沢沿いでは濡れた岩が邪魔をし、軽々とはいかない。
まず神奈が遅れだし、続いて裏葉も遅れだす。
【柳也】「がんばれ。ここを越えれば楽になる」
呼びかけても返事はかえってこない。
神奈も裏葉も、ただ黙々と足を動かしている。
このまま沢沿いを進めば、いずれ神奈たちの体力が続かなくなる。
いずれ追いつかれる。
問題はそれから先だった。
社殿を襲った連中の目的は、まちがいなく神奈備命にある。
社殿を陥落させたあと、奴らは神奈備命をどのように処遇するつもりだったのか?
手あつく保護するつもりなのか、生け捕りにするつもりなのか。
それとも…
【裏葉】「柳也さま」
我に返ると、裏葉が俺のとなりまで登っていた。
【裏葉】「今、灯かりが見えました」
半身をねじるようにして、背後を指さす。
木々の幹を通して、松明(たいまつ)の火がちろちろと見え隠れしている。
【裏葉】「あちらにも」
1000狙うしかない!
【神奈】「向こうにも見えるぞ」
神奈は逆の山肌を指していた。
真っ黒な斜面のそこかしこに松明の光が散りばめられ、星のように見えた。
【柳也】「三十…いや、四十人はいるな」
松明をかかげて大勢で追ってくるのは、こちらが反撃するとは思っていない証拠だ。
つけいる隙があるとすれば、そこだった。
俺が1000だろ
【柳也】「神奈、おまえはよほど人気があるんだな」
【神奈】「そんな人気など、おぬしにくれてやるわ」
苦しい息を整えながら、さも迷惑そうに言う。
【柳也】「なるほど、それがいいかもしれないな」
【神奈】「どういう意味か?」
それには答えず、俺は神奈に正面から向きなおった。
【柳也】「俺の言葉通りにすれば必ず生き残る」
【柳也】「…とりあえず、今はそう信じといてくれ」
【神奈】「そのようなことはもっと頼もしげに言わぬか」
【柳也】「根が正直なんでな」
【裏葉】「どうすればよろしいのでしょう?」
【柳也】「なにがあってもここを動くな」
予想していなかった答えなのだろう。

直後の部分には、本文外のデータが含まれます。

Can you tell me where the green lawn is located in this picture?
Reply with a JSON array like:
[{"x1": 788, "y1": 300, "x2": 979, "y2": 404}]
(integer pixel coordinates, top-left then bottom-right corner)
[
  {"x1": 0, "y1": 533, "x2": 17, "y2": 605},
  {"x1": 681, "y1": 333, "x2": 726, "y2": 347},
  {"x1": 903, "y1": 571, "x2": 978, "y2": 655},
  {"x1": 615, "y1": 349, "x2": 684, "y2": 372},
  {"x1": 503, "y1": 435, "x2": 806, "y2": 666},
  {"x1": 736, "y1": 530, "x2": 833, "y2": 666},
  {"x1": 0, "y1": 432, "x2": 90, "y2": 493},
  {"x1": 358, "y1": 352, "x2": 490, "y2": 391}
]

神奈と裏葉が絶句した。
【柳也】「二人でその辺に座って、のんびりしていればいい」
【柳也】「できるだけ音を立てずにできればなおいい」
俺は事もなげに付け加えたが、それには理由がある。
こんな状況でじっと動かずにいるとしたら、その恐ろしさは想像を絶する。
逃げ回っている方が、はるかに気が楽なのだ。
こんな状況でも1000を狙ってみる。